China’s GDP growth rate in the third quarter was only 4.9%, slower than expected in the first and second quarters.
China’s National Bureau of Statistics announced on the 18th that gross domestic product (GDP) rose 4.9% year-on-year in the third quarter.
The third-quarter economic report is significantly lower than the first quarter, which grew 18.3% thanks to the base effect of COVID-19, and the second quarter, which recorded 7.9%.
The growth rate in the third quarter is 0.1% lower than Bloomberg’s expected 5% and is the lowest quarterly growth rate in a year since it grew 4.9% in the third quarter of last year.
The liquidity crisis of Hengda Group, a super-large real estate developer, power shortages expanding to all China, and soaring raw material prices seem to have adversely affected the Chinese economy.

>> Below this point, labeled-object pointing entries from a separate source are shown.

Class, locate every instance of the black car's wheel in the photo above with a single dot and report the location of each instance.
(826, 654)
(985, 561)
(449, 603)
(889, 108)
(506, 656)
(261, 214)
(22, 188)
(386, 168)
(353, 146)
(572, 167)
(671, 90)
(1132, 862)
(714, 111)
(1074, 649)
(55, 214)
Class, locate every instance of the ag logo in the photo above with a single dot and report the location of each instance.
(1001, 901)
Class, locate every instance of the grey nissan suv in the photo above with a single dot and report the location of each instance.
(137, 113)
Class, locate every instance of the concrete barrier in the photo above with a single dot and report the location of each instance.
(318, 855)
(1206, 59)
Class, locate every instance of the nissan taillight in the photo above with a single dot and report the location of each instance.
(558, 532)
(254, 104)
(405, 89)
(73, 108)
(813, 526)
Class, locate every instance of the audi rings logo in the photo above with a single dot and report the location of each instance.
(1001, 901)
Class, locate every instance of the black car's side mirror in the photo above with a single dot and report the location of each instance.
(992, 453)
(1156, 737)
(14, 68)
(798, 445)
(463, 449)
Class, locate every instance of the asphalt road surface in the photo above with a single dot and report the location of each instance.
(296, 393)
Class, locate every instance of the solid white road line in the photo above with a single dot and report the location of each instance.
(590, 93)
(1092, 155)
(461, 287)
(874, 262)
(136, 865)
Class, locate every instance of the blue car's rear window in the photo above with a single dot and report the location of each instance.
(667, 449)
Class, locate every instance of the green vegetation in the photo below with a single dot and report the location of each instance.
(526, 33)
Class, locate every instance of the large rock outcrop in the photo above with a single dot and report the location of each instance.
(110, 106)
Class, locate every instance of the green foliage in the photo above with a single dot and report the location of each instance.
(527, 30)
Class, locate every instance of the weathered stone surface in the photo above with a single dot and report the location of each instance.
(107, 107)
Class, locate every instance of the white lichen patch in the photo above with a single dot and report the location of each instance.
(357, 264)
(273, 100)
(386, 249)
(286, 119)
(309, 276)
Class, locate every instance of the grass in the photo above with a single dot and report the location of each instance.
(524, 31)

It is also predicted that extreme quarantine policies to zero COVID-19 sporadically occurring in each region and consumer sentiment, which rarely recovers, had a negative impact.
However, experts expect China to grow more than 8% this year despite various unfavorable conditions.
Earlier, Prime Minister Li Keqiang of the State Council proposed this year’s economic growth target of more than 6% at the National People’s Congress in March.
People’s Bank of China Governor Lee Kang also said at a video seminar on major 30 major countries (G30) at the same time as the International Monetary Fund’s annual meeting on the 17th, “The growth of the Chinese economy has slowed somewhat, but the trajectory of economic recovery remains unchanged,” adding, “It is expected to grow 8% this year.”